Books-Management: 2008年12月アーカイブ
・Subject To Change -予測不可能な世界で最高の製品とサービスを作る
ユーザーエクスペリエンス重視のコンサルティング会社として有名なAdaptive Path社のメンバーが執筆した製品開発の方法論集。イノベーション創造型ベンチャーの経営指針として有益なヒントになりそう。
「マーケティングの世界では、顧客が事実上ヒツジとして見られている。多数意見と宣伝文句という卓越風によってあっちこっちへと流される従順でのろまな生き物だ。人間に対するこうした見方が、何百万というフォーカスグループや市場調査を生み、追跡に熱中し、またポジショニングやパッケージ、広告などによって嗜好に影響を与えようという試みを引き起こした。

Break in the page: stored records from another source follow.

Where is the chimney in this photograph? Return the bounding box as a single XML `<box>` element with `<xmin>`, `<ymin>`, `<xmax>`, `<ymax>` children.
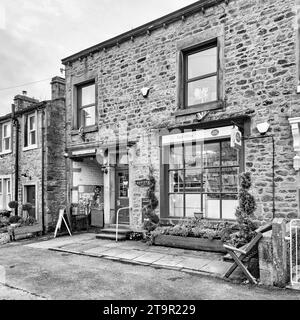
<box><xmin>13</xmin><ymin>93</ymin><xmax>39</xmax><ymax>112</ymax></box>
<box><xmin>51</xmin><ymin>76</ymin><xmax>65</xmax><ymax>100</ymax></box>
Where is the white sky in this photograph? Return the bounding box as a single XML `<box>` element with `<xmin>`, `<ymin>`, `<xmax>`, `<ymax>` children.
<box><xmin>0</xmin><ymin>0</ymin><xmax>197</xmax><ymax>115</ymax></box>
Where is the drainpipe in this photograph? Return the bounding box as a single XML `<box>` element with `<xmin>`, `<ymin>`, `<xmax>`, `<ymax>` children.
<box><xmin>41</xmin><ymin>108</ymin><xmax>46</xmax><ymax>235</ymax></box>
<box><xmin>12</xmin><ymin>104</ymin><xmax>19</xmax><ymax>216</ymax></box>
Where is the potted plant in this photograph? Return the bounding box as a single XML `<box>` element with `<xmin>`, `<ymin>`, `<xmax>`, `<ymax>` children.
<box><xmin>194</xmin><ymin>212</ymin><xmax>204</xmax><ymax>219</ymax></box>
<box><xmin>22</xmin><ymin>203</ymin><xmax>33</xmax><ymax>221</ymax></box>
<box><xmin>8</xmin><ymin>201</ymin><xmax>18</xmax><ymax>216</ymax></box>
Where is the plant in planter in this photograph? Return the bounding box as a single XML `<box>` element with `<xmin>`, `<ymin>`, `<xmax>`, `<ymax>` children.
<box><xmin>22</xmin><ymin>203</ymin><xmax>33</xmax><ymax>221</ymax></box>
<box><xmin>226</xmin><ymin>172</ymin><xmax>258</xmax><ymax>248</ymax></box>
<box><xmin>142</xmin><ymin>166</ymin><xmax>159</xmax><ymax>233</ymax></box>
<box><xmin>8</xmin><ymin>201</ymin><xmax>18</xmax><ymax>216</ymax></box>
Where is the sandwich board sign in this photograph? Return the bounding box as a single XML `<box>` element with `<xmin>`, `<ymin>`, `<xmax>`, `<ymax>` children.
<box><xmin>54</xmin><ymin>207</ymin><xmax>72</xmax><ymax>238</ymax></box>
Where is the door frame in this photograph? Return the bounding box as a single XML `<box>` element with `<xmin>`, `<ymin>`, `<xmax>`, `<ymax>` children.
<box><xmin>115</xmin><ymin>165</ymin><xmax>129</xmax><ymax>224</ymax></box>
<box><xmin>23</xmin><ymin>182</ymin><xmax>38</xmax><ymax>220</ymax></box>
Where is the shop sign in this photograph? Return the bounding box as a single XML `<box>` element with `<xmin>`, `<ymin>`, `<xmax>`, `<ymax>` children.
<box><xmin>135</xmin><ymin>179</ymin><xmax>151</xmax><ymax>187</ymax></box>
<box><xmin>230</xmin><ymin>126</ymin><xmax>242</xmax><ymax>150</ymax></box>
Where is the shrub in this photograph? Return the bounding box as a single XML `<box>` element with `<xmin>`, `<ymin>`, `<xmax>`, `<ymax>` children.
<box><xmin>129</xmin><ymin>232</ymin><xmax>144</xmax><ymax>241</ymax></box>
<box><xmin>226</xmin><ymin>172</ymin><xmax>258</xmax><ymax>247</ymax></box>
<box><xmin>0</xmin><ymin>210</ymin><xmax>11</xmax><ymax>218</ymax></box>
<box><xmin>9</xmin><ymin>216</ymin><xmax>22</xmax><ymax>224</ymax></box>
<box><xmin>23</xmin><ymin>216</ymin><xmax>36</xmax><ymax>226</ymax></box>
<box><xmin>22</xmin><ymin>203</ymin><xmax>33</xmax><ymax>212</ymax></box>
<box><xmin>8</xmin><ymin>201</ymin><xmax>18</xmax><ymax>209</ymax></box>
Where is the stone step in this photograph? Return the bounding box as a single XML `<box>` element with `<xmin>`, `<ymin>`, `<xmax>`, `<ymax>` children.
<box><xmin>109</xmin><ymin>224</ymin><xmax>131</xmax><ymax>230</ymax></box>
<box><xmin>96</xmin><ymin>233</ymin><xmax>127</xmax><ymax>241</ymax></box>
<box><xmin>100</xmin><ymin>228</ymin><xmax>131</xmax><ymax>235</ymax></box>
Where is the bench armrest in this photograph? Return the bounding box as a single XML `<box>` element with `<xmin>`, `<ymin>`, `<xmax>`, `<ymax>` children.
<box><xmin>223</xmin><ymin>244</ymin><xmax>247</xmax><ymax>255</ymax></box>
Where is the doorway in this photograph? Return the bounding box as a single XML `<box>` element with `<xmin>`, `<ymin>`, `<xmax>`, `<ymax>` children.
<box><xmin>115</xmin><ymin>167</ymin><xmax>129</xmax><ymax>224</ymax></box>
<box><xmin>24</xmin><ymin>185</ymin><xmax>36</xmax><ymax>219</ymax></box>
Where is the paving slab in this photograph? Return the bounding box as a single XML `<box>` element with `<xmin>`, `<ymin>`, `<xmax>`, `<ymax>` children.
<box><xmin>152</xmin><ymin>255</ymin><xmax>184</xmax><ymax>267</ymax></box>
<box><xmin>101</xmin><ymin>248</ymin><xmax>128</xmax><ymax>258</ymax></box>
<box><xmin>114</xmin><ymin>250</ymin><xmax>145</xmax><ymax>260</ymax></box>
<box><xmin>176</xmin><ymin>257</ymin><xmax>212</xmax><ymax>271</ymax></box>
<box><xmin>133</xmin><ymin>252</ymin><xmax>166</xmax><ymax>264</ymax></box>
<box><xmin>83</xmin><ymin>246</ymin><xmax>111</xmax><ymax>255</ymax></box>
<box><xmin>201</xmin><ymin>260</ymin><xmax>232</xmax><ymax>274</ymax></box>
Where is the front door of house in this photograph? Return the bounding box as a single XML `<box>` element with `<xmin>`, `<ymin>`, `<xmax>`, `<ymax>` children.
<box><xmin>25</xmin><ymin>186</ymin><xmax>36</xmax><ymax>218</ymax></box>
<box><xmin>115</xmin><ymin>168</ymin><xmax>129</xmax><ymax>224</ymax></box>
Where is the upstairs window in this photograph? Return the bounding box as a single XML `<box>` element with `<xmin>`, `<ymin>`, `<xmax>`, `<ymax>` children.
<box><xmin>24</xmin><ymin>112</ymin><xmax>37</xmax><ymax>149</ymax></box>
<box><xmin>1</xmin><ymin>122</ymin><xmax>11</xmax><ymax>153</ymax></box>
<box><xmin>184</xmin><ymin>42</ymin><xmax>218</xmax><ymax>108</ymax></box>
<box><xmin>77</xmin><ymin>82</ymin><xmax>96</xmax><ymax>128</ymax></box>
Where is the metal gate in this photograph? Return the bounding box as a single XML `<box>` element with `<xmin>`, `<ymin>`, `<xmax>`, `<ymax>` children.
<box><xmin>289</xmin><ymin>219</ymin><xmax>300</xmax><ymax>286</ymax></box>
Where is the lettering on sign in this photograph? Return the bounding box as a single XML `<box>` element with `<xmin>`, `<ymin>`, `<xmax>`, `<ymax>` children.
<box><xmin>135</xmin><ymin>179</ymin><xmax>151</xmax><ymax>187</ymax></box>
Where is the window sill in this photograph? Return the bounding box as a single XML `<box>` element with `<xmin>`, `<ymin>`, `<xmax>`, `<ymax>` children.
<box><xmin>0</xmin><ymin>150</ymin><xmax>12</xmax><ymax>156</ymax></box>
<box><xmin>71</xmin><ymin>125</ymin><xmax>98</xmax><ymax>136</ymax></box>
<box><xmin>23</xmin><ymin>145</ymin><xmax>38</xmax><ymax>152</ymax></box>
<box><xmin>174</xmin><ymin>101</ymin><xmax>224</xmax><ymax>117</ymax></box>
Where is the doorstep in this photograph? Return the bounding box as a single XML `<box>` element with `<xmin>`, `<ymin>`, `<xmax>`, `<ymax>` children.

」
多くの企業がユーザー調査から導かれる答えにばかり頼ってしまうのは、自分の考えで冒険するよりもリスクが少なくて、提案を通しやすいからという事情もありそうだ。調査結果に基づく提案は妥当のように思えるがエッジが立っていないものが多い。改善には役だってもイノベーションを引き起こす新製品にはなりえない。長年の経験に基づく勘や、極度に高いモチベーションに基づく試行錯誤の方が、市場創造型の新製品を生み出す方法論のような気がする。
「探究に行き詰ることが無駄な出費とみなされる環境では、真のイノベーションは生まれない。」と著者は書いている。冒険を奨励する環境づくりこそ経営者の課題なのだろう。そして、敢えてけものみちを行く会社は、的を得た質問からすばらしい新体験を生み出すという話も面白い。問題解決ではなく問題作りが凄い新製品を生むのだ。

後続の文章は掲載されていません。